“Well, I told Red I appreciate the offer,” Abby said finally. “It’s good to know I’ve got a ride if I need one.”
Really she should just say yes and be done with it. She wasn’t sure what was stopping her. It was only half a Saturday, a tiny chunk of her life.
The Saturday after she spent the night with Dane. If she spent the night.
She imagined how he might say, “Aw, you don’t want to leave me all by myself, the morning after we …”
After we …
She looked down at her skirt and smoothed it across her knees.
“How’s your job going?” Mrs. Whitshank asked her. “You still liking those little colored kids?”
“Oh, I’m loving them.”
“I hate to think of you going down into that neighborhood, though,” Mrs. Whitshank said.
“It’s not a bad neighborhood.”
“It’s a poor neighborhood, isn’t it? The people there are poor as dirt, and they’d as lief rob you as look at you. I swear, Abby, sometimes you don’t show good sense when it comes to knowing who to be scared of.”
“I could never be scared of those people!”
Mrs. Whitshank shook her head and dumped the colander of okra onto a cutting board.
“Oh, what a world, what a world,” Abby said.
“How’s that, honey?”
“That’s what the wicked witch says in The Wizard of Oz. Did you know that? They’re showing a revival downtown and I went to see it last night with Dane. The witch says, ‘I’m melting! Melting! Oh, what a world, what a world,’ she says.”
“I remember the part about ‘I’m melting,’ ” Mrs. Whitshank said. “I took Red and Merrick to see that movie when they were little bitty things.”
“Yes, well, and then she talks about ‘what a world.’ I told Dane afterward, I said, ‘I never heard that before! I had no idea she said that!’ ”
“Me neither,” Mrs. Whitshank said. “In a way, it sounds kind of pitiful.”
“Exactly,” Abby said. “All at once I started feeling sorry for her, you know? I really believe that most people who seem scary are just sad.”
“Oh, Abby, Lord preserve you,” Mrs. Whitshank said with a gentle laugh.
Loud, sharp heels clopped down the stairs and through the front hall. The clops crossed the dining room and Merrick appeared in the kitchen doorway, wearing a red satin kimono and red mules topped with puffs of red feathers. Giant metal curlers encased her head like some sort of spaceman’s helmet. “Gawd, what time is it?” she asked. She pulled out a chair and sat down next to Abby and took a pack of Kents from her sleeve.
“Good morning, Merrick,” Abby said.
“Morning. Is that okra? Ick.”
“It’s for lunch,” Mrs. Whitshank told her. “We’ve got all those men out front who are going to need feeding.”
“Only Mom believes it’s impolite to make your workmen bring their own sandwiches,” Merrick told Abby. “Abby Dalton, are you wearing hose? Aren’t you melting?”

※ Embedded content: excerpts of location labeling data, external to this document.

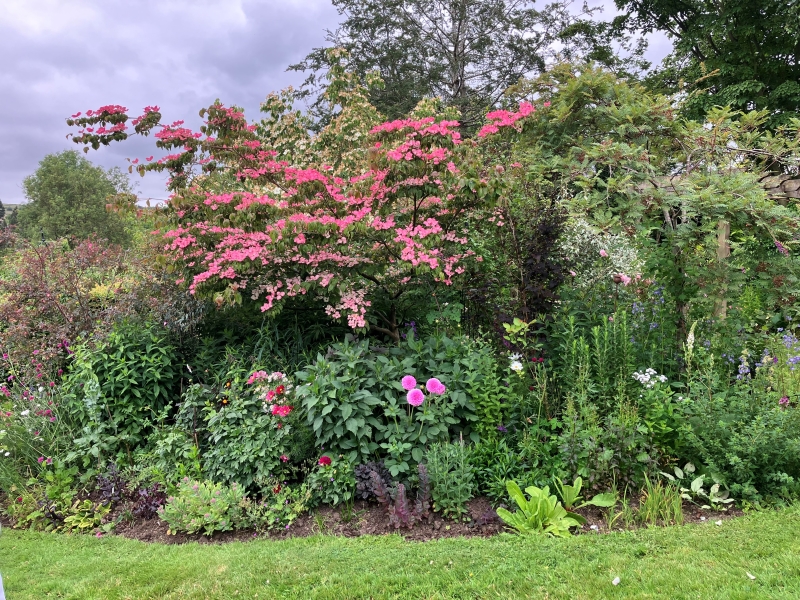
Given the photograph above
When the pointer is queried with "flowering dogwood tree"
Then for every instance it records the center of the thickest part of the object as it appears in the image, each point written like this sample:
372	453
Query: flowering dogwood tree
358	235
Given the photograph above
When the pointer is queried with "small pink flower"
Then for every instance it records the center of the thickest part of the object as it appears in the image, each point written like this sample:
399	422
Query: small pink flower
408	382
434	386
415	397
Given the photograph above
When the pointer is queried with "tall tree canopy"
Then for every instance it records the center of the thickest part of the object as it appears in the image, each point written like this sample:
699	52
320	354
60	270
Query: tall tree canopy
742	53
466	52
67	196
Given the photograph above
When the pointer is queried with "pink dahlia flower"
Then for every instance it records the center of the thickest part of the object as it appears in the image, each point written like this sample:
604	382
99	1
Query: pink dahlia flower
415	397
434	386
408	382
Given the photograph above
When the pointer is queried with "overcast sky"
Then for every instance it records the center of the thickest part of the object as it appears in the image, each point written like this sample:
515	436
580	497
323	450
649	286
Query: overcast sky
61	57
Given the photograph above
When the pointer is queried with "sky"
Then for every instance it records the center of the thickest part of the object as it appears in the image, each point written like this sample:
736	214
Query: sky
64	57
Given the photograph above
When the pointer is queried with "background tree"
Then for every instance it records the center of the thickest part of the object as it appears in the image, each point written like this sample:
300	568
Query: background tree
67	196
742	53
466	52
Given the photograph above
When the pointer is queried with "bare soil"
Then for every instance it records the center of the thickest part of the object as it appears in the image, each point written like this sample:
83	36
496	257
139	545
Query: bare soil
372	519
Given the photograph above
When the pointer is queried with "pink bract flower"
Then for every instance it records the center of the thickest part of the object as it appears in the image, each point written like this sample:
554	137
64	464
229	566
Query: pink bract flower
415	397
434	386
408	382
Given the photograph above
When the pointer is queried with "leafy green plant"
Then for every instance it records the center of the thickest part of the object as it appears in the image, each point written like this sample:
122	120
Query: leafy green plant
494	462
660	504
743	436
357	406
717	499
333	483
203	506
115	391
540	513
452	478
572	500
279	508
84	516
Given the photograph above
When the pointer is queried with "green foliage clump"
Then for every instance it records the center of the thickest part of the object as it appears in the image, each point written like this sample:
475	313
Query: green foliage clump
357	406
333	483
67	197
540	513
116	389
202	506
452	479
238	439
746	435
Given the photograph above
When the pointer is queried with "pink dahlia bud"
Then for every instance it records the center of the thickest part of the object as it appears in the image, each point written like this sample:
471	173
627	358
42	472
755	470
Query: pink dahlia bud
415	397
408	382
434	386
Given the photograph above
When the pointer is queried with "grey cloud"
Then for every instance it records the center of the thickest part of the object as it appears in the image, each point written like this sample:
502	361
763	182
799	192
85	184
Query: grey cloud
180	55
63	57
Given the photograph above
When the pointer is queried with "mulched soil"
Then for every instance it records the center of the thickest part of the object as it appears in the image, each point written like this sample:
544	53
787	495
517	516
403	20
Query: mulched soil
372	519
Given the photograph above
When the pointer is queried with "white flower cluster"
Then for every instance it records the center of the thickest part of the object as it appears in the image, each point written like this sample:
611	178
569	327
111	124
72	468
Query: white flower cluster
516	363
649	377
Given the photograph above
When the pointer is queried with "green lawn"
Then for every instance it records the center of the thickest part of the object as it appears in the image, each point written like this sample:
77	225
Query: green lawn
701	561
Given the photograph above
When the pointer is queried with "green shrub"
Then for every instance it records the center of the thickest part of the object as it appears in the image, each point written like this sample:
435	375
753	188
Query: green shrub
540	513
333	483
280	507
747	441
116	389
494	463
240	440
357	406
203	506
452	479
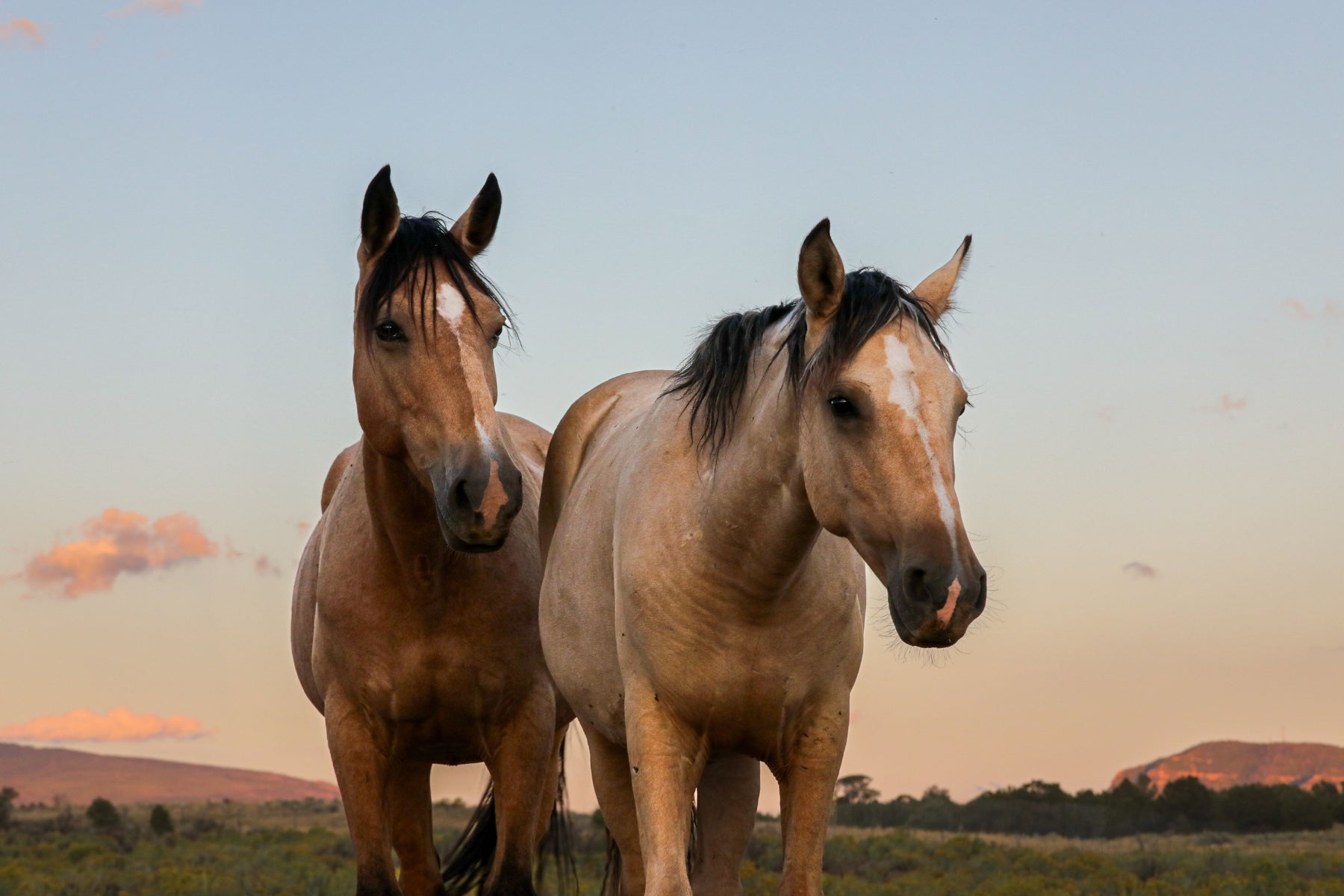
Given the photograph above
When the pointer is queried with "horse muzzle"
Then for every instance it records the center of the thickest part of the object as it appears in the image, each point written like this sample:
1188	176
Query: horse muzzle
476	500
933	608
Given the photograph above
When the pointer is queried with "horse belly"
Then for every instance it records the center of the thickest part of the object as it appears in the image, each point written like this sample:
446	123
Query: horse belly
578	629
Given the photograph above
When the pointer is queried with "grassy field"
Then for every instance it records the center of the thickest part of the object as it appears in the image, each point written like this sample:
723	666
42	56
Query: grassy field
228	849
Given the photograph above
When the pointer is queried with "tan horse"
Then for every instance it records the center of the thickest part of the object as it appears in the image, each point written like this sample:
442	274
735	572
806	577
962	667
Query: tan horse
703	602
414	621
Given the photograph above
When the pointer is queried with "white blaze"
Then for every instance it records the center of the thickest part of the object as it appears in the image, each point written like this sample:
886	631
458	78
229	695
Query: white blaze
450	304
452	307
905	394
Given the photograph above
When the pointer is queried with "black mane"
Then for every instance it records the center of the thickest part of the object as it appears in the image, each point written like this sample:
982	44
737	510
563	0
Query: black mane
715	374
418	253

“I’m melting!” Abby wailed in a wicked-witch voice, and Mrs. Whitshank laughed but Merrick just looked annoyed. She lit a cigarette and let out a long whoosh of smoke. “I had the most awful dream,” she said. “I dreamed I was driving a little too fast on this winding mountain road and I missed a curve. I thought, ‘Oh-oh, this is going to be bad.’ You know that moment when you realize it’s just got to, got to happen. I went sailing over the edge of a cliff, and I squeezed my eyes tight shut and braced for the shock. But the funny thing was, I kept sailing. I never landed.”

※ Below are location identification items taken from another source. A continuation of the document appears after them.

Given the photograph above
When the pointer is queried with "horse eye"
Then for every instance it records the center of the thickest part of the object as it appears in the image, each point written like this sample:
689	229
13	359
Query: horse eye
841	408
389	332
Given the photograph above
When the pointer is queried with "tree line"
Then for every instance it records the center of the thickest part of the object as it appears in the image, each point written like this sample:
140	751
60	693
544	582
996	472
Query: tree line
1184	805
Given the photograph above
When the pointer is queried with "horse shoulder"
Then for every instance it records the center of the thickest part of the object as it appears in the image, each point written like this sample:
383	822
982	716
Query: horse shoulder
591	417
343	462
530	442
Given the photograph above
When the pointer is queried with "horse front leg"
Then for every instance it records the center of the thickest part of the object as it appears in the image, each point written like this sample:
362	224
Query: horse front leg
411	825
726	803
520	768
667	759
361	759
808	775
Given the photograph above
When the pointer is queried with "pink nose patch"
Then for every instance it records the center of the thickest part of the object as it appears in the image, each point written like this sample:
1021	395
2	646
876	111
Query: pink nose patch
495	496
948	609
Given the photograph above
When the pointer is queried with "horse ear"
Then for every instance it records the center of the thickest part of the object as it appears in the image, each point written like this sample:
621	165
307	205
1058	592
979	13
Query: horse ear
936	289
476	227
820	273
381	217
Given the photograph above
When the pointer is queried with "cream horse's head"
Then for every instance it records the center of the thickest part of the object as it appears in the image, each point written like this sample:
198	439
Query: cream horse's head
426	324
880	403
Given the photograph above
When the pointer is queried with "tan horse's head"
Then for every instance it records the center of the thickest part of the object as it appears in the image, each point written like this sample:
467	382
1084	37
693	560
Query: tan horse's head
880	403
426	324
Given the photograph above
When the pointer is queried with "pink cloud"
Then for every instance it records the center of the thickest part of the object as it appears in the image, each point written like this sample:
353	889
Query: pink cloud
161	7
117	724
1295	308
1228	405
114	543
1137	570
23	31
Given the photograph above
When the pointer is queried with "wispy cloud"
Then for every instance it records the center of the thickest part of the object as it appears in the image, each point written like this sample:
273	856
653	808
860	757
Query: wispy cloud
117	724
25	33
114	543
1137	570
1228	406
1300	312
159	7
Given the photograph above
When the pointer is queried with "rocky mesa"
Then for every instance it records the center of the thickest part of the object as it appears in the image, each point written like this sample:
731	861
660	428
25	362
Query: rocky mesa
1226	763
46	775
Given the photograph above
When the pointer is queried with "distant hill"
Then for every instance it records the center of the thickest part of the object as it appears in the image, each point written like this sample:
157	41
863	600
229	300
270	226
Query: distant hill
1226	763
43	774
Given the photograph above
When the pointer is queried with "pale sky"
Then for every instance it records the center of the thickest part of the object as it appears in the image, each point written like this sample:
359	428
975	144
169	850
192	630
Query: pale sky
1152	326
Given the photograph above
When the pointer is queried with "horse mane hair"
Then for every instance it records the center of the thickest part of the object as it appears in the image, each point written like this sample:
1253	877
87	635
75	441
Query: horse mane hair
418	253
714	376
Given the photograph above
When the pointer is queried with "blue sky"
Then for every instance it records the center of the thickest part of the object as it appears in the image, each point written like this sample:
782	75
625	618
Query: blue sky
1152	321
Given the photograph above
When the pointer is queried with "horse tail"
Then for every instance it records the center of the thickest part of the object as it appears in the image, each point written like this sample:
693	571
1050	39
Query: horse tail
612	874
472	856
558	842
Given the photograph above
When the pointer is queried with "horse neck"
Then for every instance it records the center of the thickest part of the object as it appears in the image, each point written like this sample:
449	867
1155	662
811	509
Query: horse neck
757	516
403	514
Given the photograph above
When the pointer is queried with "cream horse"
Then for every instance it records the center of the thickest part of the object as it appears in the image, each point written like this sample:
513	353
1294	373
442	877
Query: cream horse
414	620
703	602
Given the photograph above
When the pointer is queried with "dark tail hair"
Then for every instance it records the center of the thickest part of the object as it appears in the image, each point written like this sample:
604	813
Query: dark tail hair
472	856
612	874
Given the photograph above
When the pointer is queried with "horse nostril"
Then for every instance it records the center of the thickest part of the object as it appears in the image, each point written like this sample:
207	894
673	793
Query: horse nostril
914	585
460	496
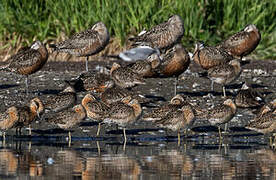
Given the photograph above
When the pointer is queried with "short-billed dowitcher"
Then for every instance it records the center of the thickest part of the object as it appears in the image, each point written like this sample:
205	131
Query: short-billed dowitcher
208	56
63	100
225	74
124	113
248	97
68	118
174	62
162	36
147	67
243	42
158	113
95	109
220	114
92	81
124	76
85	43
27	61
178	119
20	116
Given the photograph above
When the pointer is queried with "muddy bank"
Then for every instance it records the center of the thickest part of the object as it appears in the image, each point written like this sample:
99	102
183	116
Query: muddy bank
261	74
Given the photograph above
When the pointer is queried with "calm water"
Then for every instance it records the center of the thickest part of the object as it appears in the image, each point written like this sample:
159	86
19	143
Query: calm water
240	158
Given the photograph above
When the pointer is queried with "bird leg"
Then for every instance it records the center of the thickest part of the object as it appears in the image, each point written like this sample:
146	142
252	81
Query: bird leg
86	63
30	130
175	85
178	138
99	129
223	89
124	131
69	138
26	83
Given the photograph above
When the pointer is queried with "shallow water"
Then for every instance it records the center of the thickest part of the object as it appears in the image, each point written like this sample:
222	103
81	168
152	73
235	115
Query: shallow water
150	153
193	159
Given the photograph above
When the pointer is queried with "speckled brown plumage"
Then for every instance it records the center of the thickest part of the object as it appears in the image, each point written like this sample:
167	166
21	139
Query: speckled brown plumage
162	36
248	97
93	81
95	109
174	61
221	113
85	43
243	42
124	113
208	56
63	100
68	118
28	60
225	74
124	76
20	116
158	113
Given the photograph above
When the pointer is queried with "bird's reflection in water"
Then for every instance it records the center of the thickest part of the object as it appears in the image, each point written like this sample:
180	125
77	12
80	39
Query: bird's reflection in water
151	161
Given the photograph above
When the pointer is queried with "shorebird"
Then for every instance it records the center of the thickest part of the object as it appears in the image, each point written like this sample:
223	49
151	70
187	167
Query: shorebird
208	56
147	67
243	42
174	62
220	114
248	97
162	36
225	74
27	60
95	109
85	43
124	113
264	123
63	100
178	119
124	76
116	93
68	118
158	113
92	81
20	116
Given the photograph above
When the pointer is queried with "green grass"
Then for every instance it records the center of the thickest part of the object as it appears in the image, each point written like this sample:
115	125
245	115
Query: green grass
207	20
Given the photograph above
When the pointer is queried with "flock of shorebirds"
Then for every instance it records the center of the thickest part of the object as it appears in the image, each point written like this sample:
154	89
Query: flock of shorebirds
156	53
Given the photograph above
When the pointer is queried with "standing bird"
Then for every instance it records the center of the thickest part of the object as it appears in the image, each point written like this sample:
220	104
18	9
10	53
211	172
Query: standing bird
174	62
178	119
63	100
95	109
208	56
85	43
124	113
225	74
20	116
162	36
92	81
247	97
27	60
220	114
125	77
68	118
243	42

Abby said, “That’s a terrible dream!” but Mrs. Whitshank went on placidly slicing okra.
“I thought, ‘Oh, now I get it,’ ” Merrick said. “ ‘I must already be dead.’ And then I woke up.”
“Was the car a convertible?” Mrs. Whitshank asked.
Merrick paused, with her cigarette suspended halfway to her mouth. She said, “Pardon?”
“The car in your dream. Was it a convertible?”
“Well, yes, as a matter of fact.”
“If you dream you’re in a convertible it means you’re about to make a serious error in judgment,” Mrs. Whitshank said.
Merrick sent Abby a look of exaggerated astonishment. “I wonder what error you could possibly be thinking of,” she said.
“But if the car is not a convertible, it would signify you’re going to get some sort of promotion.”
“Well, what a coincidence, I dreamed about a convertible,” Merrick said. “And the whole world knows you’re dead set against this wedding, so don’t waste your breath, Linnie Mae.”
Merrick often addressed her mother as “Linnie Mae.” The twisted sound of the name in her mouth somehow managed to imply all of her mother’s shortcomings—her twangy voice, her feed-sack-looking dresses, her backwoods pronunciations like “supposably” and “eck cetera” and “desk-es.” Abby felt bad for Mrs. Whitshank, but Mrs. Whitshank herself didn’t appear to take offense. “I’m just saying,” she said mildly, and she slid a handful of okra spokes into the bowl of milk.